Anyway, I don’t know if I accidentally left my radio off one day and that was the day they came to look at the place, or if maybe the blaring music coming from the other side of the wall didn’t clue them in. I don’t know. I am so upset, I have been crying all day, just at the thought of what I have in store for me with new neighbors. My blood pressure has to be through the roof, and I feel like I want to barf. Todd tried to say that they might be nice, but the situation we’re in doesn’t lend itself to prolonged “niceness.” The first time they have a fight, or turn their stereo up past 20, I am going to freak out. And I will spend the next however long living with the feeling that someone can hear every word I say. For someone with my paranoid tendencies this is not conducive to happy and peaceful living.

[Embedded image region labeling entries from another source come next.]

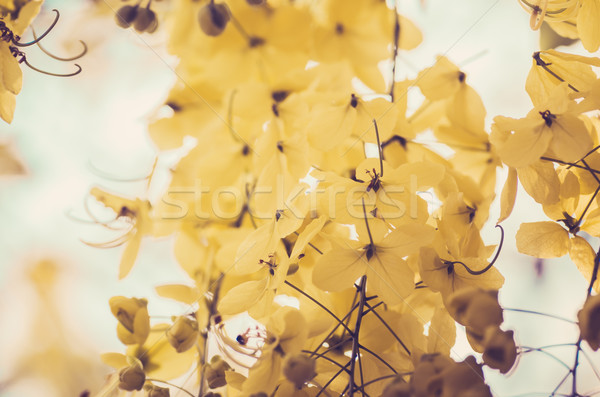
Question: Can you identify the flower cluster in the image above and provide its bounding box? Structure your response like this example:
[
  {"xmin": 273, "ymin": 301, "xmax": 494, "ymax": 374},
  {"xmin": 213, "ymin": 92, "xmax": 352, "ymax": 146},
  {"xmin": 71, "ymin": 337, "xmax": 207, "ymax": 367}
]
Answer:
[{"xmin": 79, "ymin": 0, "xmax": 600, "ymax": 397}]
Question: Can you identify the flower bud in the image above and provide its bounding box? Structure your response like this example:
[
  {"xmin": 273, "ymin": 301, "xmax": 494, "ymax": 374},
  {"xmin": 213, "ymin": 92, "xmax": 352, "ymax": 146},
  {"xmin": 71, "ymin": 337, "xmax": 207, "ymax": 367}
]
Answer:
[
  {"xmin": 167, "ymin": 316, "xmax": 198, "ymax": 353},
  {"xmin": 144, "ymin": 384, "xmax": 171, "ymax": 397},
  {"xmin": 133, "ymin": 7, "xmax": 158, "ymax": 33},
  {"xmin": 483, "ymin": 326, "xmax": 517, "ymax": 374},
  {"xmin": 115, "ymin": 5, "xmax": 139, "ymax": 29},
  {"xmin": 283, "ymin": 354, "xmax": 317, "ymax": 389},
  {"xmin": 108, "ymin": 296, "xmax": 150, "ymax": 345},
  {"xmin": 381, "ymin": 377, "xmax": 413, "ymax": 397},
  {"xmin": 410, "ymin": 353, "xmax": 456, "ymax": 397},
  {"xmin": 119, "ymin": 364, "xmax": 146, "ymax": 391},
  {"xmin": 198, "ymin": 2, "xmax": 229, "ymax": 36},
  {"xmin": 440, "ymin": 356, "xmax": 492, "ymax": 397},
  {"xmin": 446, "ymin": 288, "xmax": 503, "ymax": 336},
  {"xmin": 577, "ymin": 295, "xmax": 600, "ymax": 351},
  {"xmin": 204, "ymin": 356, "xmax": 231, "ymax": 389}
]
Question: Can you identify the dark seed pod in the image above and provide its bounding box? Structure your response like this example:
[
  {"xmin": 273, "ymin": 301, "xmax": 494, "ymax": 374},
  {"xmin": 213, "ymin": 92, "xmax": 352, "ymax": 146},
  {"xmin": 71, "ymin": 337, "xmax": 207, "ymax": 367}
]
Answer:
[
  {"xmin": 115, "ymin": 5, "xmax": 138, "ymax": 29},
  {"xmin": 198, "ymin": 3, "xmax": 229, "ymax": 36},
  {"xmin": 133, "ymin": 8, "xmax": 158, "ymax": 33}
]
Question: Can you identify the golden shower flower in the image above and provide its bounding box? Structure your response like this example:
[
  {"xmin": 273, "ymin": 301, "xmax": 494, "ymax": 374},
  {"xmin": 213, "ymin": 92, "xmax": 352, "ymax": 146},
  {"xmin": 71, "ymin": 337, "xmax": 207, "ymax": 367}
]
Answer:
[
  {"xmin": 119, "ymin": 362, "xmax": 146, "ymax": 391},
  {"xmin": 577, "ymin": 295, "xmax": 600, "ymax": 351},
  {"xmin": 109, "ymin": 296, "xmax": 150, "ymax": 345},
  {"xmin": 482, "ymin": 326, "xmax": 517, "ymax": 374},
  {"xmin": 446, "ymin": 287, "xmax": 504, "ymax": 337}
]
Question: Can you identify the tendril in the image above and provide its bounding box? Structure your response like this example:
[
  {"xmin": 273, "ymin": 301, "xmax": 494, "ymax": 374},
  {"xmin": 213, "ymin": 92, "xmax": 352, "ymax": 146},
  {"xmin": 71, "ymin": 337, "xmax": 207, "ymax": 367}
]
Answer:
[
  {"xmin": 10, "ymin": 46, "xmax": 83, "ymax": 77},
  {"xmin": 13, "ymin": 9, "xmax": 60, "ymax": 47}
]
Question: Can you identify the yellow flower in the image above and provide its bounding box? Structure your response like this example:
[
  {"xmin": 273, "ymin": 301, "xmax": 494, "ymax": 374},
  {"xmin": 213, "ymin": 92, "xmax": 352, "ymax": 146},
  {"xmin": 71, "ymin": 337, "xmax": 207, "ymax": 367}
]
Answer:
[
  {"xmin": 312, "ymin": 218, "xmax": 434, "ymax": 305},
  {"xmin": 119, "ymin": 362, "xmax": 146, "ymax": 391},
  {"xmin": 482, "ymin": 326, "xmax": 517, "ymax": 374},
  {"xmin": 0, "ymin": 0, "xmax": 42, "ymax": 123},
  {"xmin": 88, "ymin": 188, "xmax": 153, "ymax": 279},
  {"xmin": 167, "ymin": 316, "xmax": 199, "ymax": 353},
  {"xmin": 109, "ymin": 296, "xmax": 150, "ymax": 345},
  {"xmin": 446, "ymin": 287, "xmax": 504, "ymax": 351},
  {"xmin": 490, "ymin": 83, "xmax": 592, "ymax": 168}
]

And wouldn’t you know it, just when I let my guard down and thought “Ok, things at work are marginally better, maybe my life isn’t the biggest shithole in the history of the world after all.” And then bam, the peace and quiet of my home gets snatched from my grasp, probably permanently. I try to look on the bright side. I try not to be pessimistic, but for FUCK’S SAKE, something is always happening to me. I have no peace, and I don’t think I ever will. And somehow I am sure it’s all my fault, like I have the wrong attitude or something.
Anyway, they were only moving some stuff today it seems like, and are not there now. I haven’t met them yet, obviously. I don’t have the heart for it, and I am a little afraid that I would freak out on them.
One day I will accept completely that bad shit is constantly happening to me (and always will) and that I should give up on wanting to be happy and just appreciate fucking sunbeams and shit. But that day is not today, apparently.